I don't feel guilty for forward facing all my children at the earliest opportunity - some of us can't afford huge cars with the space to RF. anyway OP is being ridiculous and very PFB.

Oh and FF will absolutely help with car sickness.

Tuilpmouse · 28/10/2022 13:52

YANBU that your DPs should respect your wishes as parents....

BUT, beware stressing over minimising risks that are already very tiny indeed, as the damage you'll do to your mental health trying to turn every 1-in-a-million risk into a 1-in-a-10 million risk, and the impact a excessively protective and overly anxious parent has on a child will likely be far worse.

Don't be that parent who won't let their child use the oven when they're 14 or let them stay home alone in the evening when they're 15 with the defence that "you can never be too careful".... when, actually, you can definitely be too careful for you and your DC's good.

NewYorkLassie · 28/10/2022 13:52

I’d say I was more likely to crash when I was distracted by my child being sick in the back. So on balance I’d rather be less distracted and less likely to crash in the first place.

Dinoswearunderpants · 28/10/2022 13:53

Absolutely not being unreasonable. I also ERF my little one and we all know it's the safest way. Why people don't do it is beyond me.

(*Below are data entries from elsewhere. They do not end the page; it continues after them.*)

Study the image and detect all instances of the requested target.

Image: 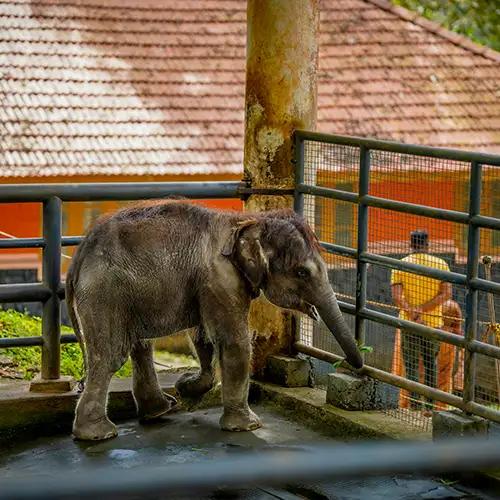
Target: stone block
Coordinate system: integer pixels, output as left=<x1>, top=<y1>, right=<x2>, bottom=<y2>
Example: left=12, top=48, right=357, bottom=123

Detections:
left=432, top=410, right=489, bottom=440
left=326, top=373, right=399, bottom=410
left=265, top=355, right=311, bottom=387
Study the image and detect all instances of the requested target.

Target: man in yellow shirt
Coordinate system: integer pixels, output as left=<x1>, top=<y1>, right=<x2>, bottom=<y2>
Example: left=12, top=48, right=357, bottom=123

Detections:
left=391, top=230, right=451, bottom=408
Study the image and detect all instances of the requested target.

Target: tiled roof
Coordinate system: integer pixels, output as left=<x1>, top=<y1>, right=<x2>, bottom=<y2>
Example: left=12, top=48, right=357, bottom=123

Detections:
left=0, top=0, right=500, bottom=176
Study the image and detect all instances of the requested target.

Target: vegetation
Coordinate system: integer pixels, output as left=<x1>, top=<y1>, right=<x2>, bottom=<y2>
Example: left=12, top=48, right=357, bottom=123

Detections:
left=0, top=310, right=131, bottom=380
left=392, top=0, right=500, bottom=51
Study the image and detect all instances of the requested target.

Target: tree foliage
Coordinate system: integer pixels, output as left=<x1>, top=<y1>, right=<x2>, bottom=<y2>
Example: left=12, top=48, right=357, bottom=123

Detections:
left=392, top=0, right=500, bottom=51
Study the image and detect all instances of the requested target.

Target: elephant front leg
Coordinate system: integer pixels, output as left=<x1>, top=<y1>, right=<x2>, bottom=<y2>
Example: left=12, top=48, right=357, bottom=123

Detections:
left=220, top=328, right=262, bottom=431
left=130, top=341, right=177, bottom=421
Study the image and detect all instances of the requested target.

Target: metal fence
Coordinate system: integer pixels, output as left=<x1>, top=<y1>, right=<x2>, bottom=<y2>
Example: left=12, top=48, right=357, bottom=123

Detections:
left=295, top=131, right=500, bottom=422
left=0, top=182, right=243, bottom=380
left=0, top=131, right=500, bottom=430
left=0, top=437, right=500, bottom=500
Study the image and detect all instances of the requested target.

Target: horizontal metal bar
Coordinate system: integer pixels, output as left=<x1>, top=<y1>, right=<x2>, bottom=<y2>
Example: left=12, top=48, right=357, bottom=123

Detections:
left=0, top=336, right=43, bottom=349
left=360, top=195, right=469, bottom=224
left=297, top=184, right=359, bottom=203
left=0, top=181, right=241, bottom=203
left=337, top=300, right=356, bottom=316
left=0, top=283, right=50, bottom=303
left=319, top=241, right=358, bottom=259
left=0, top=437, right=500, bottom=500
left=359, top=252, right=467, bottom=285
left=238, top=185, right=295, bottom=196
left=470, top=215, right=500, bottom=231
left=297, top=184, right=472, bottom=224
left=359, top=308, right=466, bottom=354
left=294, top=342, right=500, bottom=423
left=295, top=130, right=500, bottom=166
left=0, top=238, right=45, bottom=248
left=61, top=236, right=84, bottom=247
left=469, top=278, right=500, bottom=294
left=360, top=308, right=500, bottom=359
left=469, top=340, right=500, bottom=359
left=0, top=333, right=78, bottom=349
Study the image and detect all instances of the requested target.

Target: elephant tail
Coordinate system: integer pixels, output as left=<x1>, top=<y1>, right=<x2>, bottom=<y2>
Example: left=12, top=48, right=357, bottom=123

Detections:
left=66, top=272, right=87, bottom=392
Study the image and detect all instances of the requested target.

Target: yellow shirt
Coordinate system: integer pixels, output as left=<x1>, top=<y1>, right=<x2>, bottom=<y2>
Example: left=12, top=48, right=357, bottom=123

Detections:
left=391, top=253, right=450, bottom=328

Could the issue be with them not having access to a rear facing car seat? Could you buy them one if money is an issue?

FrodisCapering · 28/10/2022 13:53

It's safer to rear face until at least 4.
My some will turn four in a couple of months and will be rear facing for the foreseeable future.
I wouldn't let him forward face. You aren't unreasonable to say the same.
Others should do what they want with regards to their children, but this is your child.